By Maria Saporta
Published in the Atlanta Business Chronicle on Friday, November 2, 2012
Breaking the cycle of generational poverty in metro Atlanta will depend on reducing the number of teenage pregnancies and providing early education for children in need.
Those are a couple of the findings in a new Atlanta Women’s Foundation research study that was done by The Schapiro Group after a year of comprehensive analysis, interviews and voter polls.
“Poverty is pretty complex,” said Beth Schapiro, owner of the firm that did the research study. “The complexity of this is due to the foundational issues of health and wellness and education.”
The Atlanta Women’s Foundation, which was founded in 1986 to help improve the lives of women and girls in the metro area, commissioned the study to better understand the issues involved and the best ways to address them.
Since its inception, the foundation has invested more than $12 million in the five-county area of Clayton, Cobb, DeKalb, Fulton and Gwinnett.
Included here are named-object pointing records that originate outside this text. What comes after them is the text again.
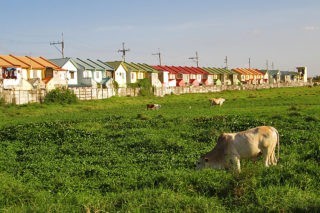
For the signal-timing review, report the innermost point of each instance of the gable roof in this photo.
(219, 71)
(27, 62)
(247, 71)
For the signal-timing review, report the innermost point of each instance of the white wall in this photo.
(71, 68)
(121, 76)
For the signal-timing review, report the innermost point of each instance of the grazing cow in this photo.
(153, 106)
(231, 147)
(216, 101)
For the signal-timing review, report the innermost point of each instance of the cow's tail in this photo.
(278, 143)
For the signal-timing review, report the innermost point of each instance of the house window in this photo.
(48, 73)
(71, 75)
(140, 76)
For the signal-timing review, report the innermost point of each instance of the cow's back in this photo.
(251, 142)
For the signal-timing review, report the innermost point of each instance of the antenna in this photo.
(226, 62)
(62, 46)
(159, 55)
(196, 58)
(123, 51)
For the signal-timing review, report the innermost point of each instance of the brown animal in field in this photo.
(231, 147)
(216, 101)
(153, 106)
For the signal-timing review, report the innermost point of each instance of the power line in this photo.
(123, 51)
(226, 62)
(62, 46)
(196, 59)
(159, 55)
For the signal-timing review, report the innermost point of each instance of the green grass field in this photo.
(113, 155)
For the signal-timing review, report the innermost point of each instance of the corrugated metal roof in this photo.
(28, 62)
(218, 71)
(82, 63)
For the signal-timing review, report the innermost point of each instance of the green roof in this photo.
(132, 67)
(218, 71)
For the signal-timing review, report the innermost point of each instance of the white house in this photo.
(68, 65)
(26, 73)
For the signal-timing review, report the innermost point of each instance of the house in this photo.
(130, 73)
(222, 76)
(249, 75)
(150, 73)
(167, 77)
(27, 73)
(289, 76)
(70, 66)
(93, 73)
(303, 74)
(271, 76)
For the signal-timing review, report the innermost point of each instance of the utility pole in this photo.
(159, 55)
(123, 51)
(62, 46)
(196, 58)
(226, 62)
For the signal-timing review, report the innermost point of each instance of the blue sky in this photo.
(283, 32)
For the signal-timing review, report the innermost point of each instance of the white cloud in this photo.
(114, 28)
(311, 28)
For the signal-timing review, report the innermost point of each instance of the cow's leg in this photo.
(266, 157)
(273, 158)
(235, 161)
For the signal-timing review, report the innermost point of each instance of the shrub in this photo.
(145, 87)
(61, 96)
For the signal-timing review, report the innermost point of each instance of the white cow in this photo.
(153, 106)
(231, 147)
(216, 101)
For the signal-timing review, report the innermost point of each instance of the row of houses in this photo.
(27, 73)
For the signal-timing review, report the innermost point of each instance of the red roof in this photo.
(181, 70)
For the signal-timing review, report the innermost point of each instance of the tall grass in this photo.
(114, 155)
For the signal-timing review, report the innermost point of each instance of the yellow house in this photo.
(26, 73)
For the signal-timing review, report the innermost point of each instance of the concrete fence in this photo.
(37, 96)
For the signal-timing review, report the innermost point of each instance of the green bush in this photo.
(60, 96)
(145, 87)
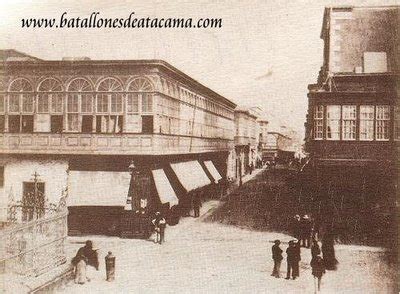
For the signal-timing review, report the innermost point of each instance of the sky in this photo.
(265, 54)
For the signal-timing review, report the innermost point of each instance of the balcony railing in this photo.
(108, 144)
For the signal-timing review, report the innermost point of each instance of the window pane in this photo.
(13, 105)
(72, 122)
(333, 122)
(397, 123)
(2, 103)
(86, 103)
(147, 103)
(56, 103)
(27, 103)
(102, 103)
(116, 103)
(366, 122)
(43, 103)
(72, 103)
(133, 103)
(349, 115)
(382, 122)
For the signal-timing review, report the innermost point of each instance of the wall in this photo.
(16, 171)
(363, 30)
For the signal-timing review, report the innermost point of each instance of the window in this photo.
(147, 103)
(78, 101)
(21, 105)
(1, 176)
(133, 103)
(43, 103)
(318, 121)
(2, 123)
(56, 103)
(367, 122)
(102, 103)
(116, 103)
(72, 113)
(140, 101)
(397, 123)
(48, 89)
(349, 116)
(109, 103)
(382, 122)
(86, 103)
(56, 123)
(333, 122)
(147, 124)
(2, 103)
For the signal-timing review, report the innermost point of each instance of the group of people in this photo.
(293, 254)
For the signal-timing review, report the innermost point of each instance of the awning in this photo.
(164, 188)
(191, 175)
(213, 170)
(98, 188)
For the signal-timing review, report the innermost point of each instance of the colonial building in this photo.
(246, 140)
(133, 134)
(277, 148)
(352, 128)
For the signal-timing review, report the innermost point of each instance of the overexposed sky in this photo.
(265, 54)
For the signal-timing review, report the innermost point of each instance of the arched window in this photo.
(50, 93)
(142, 93)
(140, 102)
(109, 108)
(20, 106)
(79, 101)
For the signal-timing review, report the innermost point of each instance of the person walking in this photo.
(291, 257)
(159, 223)
(277, 257)
(91, 257)
(296, 260)
(80, 262)
(315, 249)
(196, 205)
(318, 270)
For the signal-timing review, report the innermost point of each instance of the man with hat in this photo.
(291, 253)
(89, 253)
(277, 257)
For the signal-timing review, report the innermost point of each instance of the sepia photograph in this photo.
(199, 146)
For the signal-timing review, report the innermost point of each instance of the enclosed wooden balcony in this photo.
(108, 144)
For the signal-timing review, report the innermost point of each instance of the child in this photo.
(318, 269)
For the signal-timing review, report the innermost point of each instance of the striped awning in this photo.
(191, 175)
(213, 170)
(164, 188)
(98, 188)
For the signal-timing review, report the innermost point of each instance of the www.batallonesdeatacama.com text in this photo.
(96, 21)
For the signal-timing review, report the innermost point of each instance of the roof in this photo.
(14, 55)
(29, 60)
(329, 9)
(246, 110)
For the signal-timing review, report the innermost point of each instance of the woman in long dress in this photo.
(80, 269)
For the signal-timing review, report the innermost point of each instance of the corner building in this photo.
(118, 135)
(352, 128)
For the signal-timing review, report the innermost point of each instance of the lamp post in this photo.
(133, 171)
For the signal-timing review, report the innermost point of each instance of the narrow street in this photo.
(200, 257)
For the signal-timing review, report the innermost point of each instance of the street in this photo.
(200, 257)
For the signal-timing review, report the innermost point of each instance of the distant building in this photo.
(246, 140)
(133, 134)
(353, 121)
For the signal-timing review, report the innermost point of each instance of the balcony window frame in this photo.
(364, 121)
(352, 129)
(385, 121)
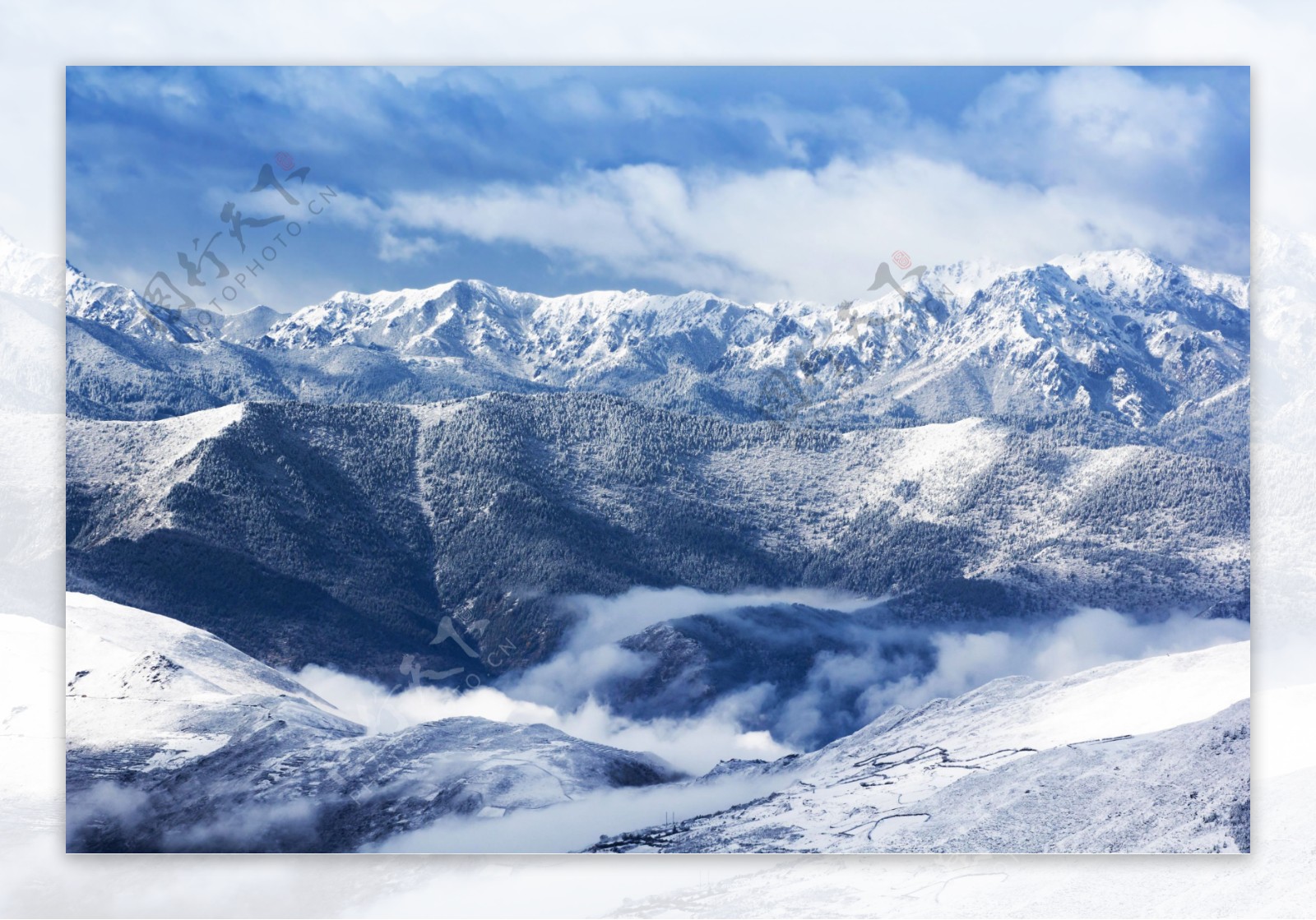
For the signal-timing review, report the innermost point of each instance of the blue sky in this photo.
(756, 183)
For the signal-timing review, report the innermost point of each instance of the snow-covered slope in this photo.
(178, 742)
(579, 492)
(1148, 756)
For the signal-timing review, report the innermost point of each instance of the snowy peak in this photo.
(1123, 335)
(25, 273)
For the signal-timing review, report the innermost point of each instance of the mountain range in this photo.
(178, 742)
(357, 482)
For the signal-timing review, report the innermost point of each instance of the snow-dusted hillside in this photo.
(239, 519)
(178, 742)
(1149, 756)
(1122, 333)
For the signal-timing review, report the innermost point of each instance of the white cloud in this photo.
(799, 233)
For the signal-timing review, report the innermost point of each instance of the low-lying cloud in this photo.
(859, 665)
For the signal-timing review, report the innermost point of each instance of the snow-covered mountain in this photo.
(178, 742)
(1120, 333)
(1135, 757)
(240, 520)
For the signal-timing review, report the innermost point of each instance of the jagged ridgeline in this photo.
(328, 486)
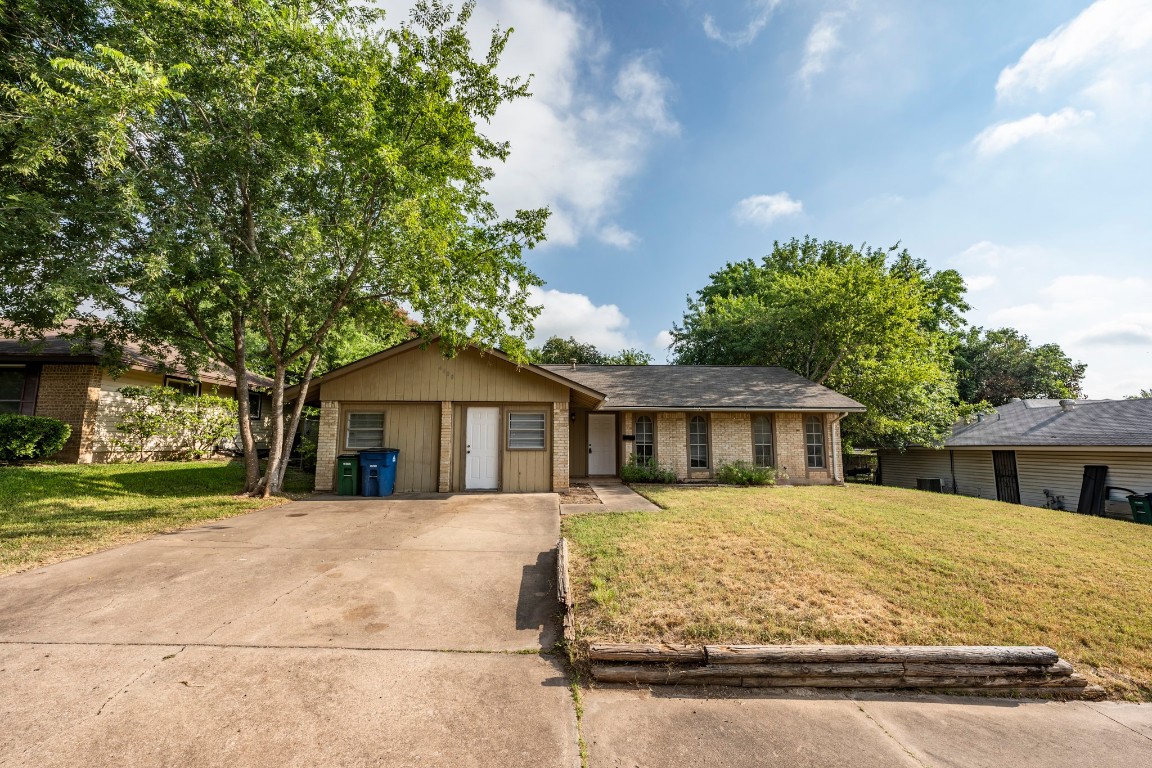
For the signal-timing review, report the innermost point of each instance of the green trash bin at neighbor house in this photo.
(348, 474)
(1142, 508)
It has given grants to dozens, if not hundreds, of organizations aimed at services for women and girls.
“We knew about the issues all along,” said Danita Knight, chair of the Atlanta Women’s Foundation board. “What we really wanted to do is to be as effective as we can to meet the needs of women and girls. The issues are not new, but the approaches might be new.”
The findings in the study included that across metro Atlanta, there was a great disparity in high school graduation rates. In the Atlanta Public Schools and Clayton County Public Schools, graduation rates were only 52 percent. That compared with 88 percent in the city of Decatur.
Although the foundation has had a long-time focus on education, the study confirmed the importance of helping girls complete high school or earn GED certificates so they could go on to vocational training or college. But the study also highlighted the importance of early-childhood education in helping a girl succeed in school.
The study also focused on what it called “informal education.”
Women and girls need to improve their own life skills such as financial literacy, life planning and goal-setting — all factors that can lead to better emotional health and wellness. Learning to manage stress, enhance self-esteem and build healthy relationships also are key.
Metro Atlanta community leaders said that teenage pregnancy was a primary issue.
“Becoming pregnant at an early age makes it more difficult to complete schooling, places a new burden on the shoulders of both the teenager and the family, and sets all of them — the teenager, her family, and the new baby on a trajectory likely to keep all three generations of that family trapped in poverty,” the study stated.
For every 1,000 births in Fulton County in 2010, about 37 were to mothers between the ages of 15 and 19. In Clayton County, that number was 57. Also, about 20 percent of teenage mothers in the five-county area have another child before they turn 20.
The study also found that it was impossible to address poverty without addressing a multitude of other related issues — health, employment, housing and transportation.
The county that has the greatest need for services is Clayton County, and yet there is a scarcity of social service organizations working in that area, according to the study.
The Schapiro Group surveyed 500 metro Atlanta residents and found that people understood the need to provide a range of services to help break the cycle of poverty.
Those included: getting job skills; developing life skills; developing programs that help girls see a way out of poverty; attaining higher levels of education; finding a job, maintaining mental health, supporting health and wellness; addressing substance abuse issues; resources to find affordable and safe housing near child care and employment; and finding high-quality child care.
“We know we need to take it up a notch because the needs are going up in this community,” Knight said. “This is not new ground for us. It’s clearer ground for us.”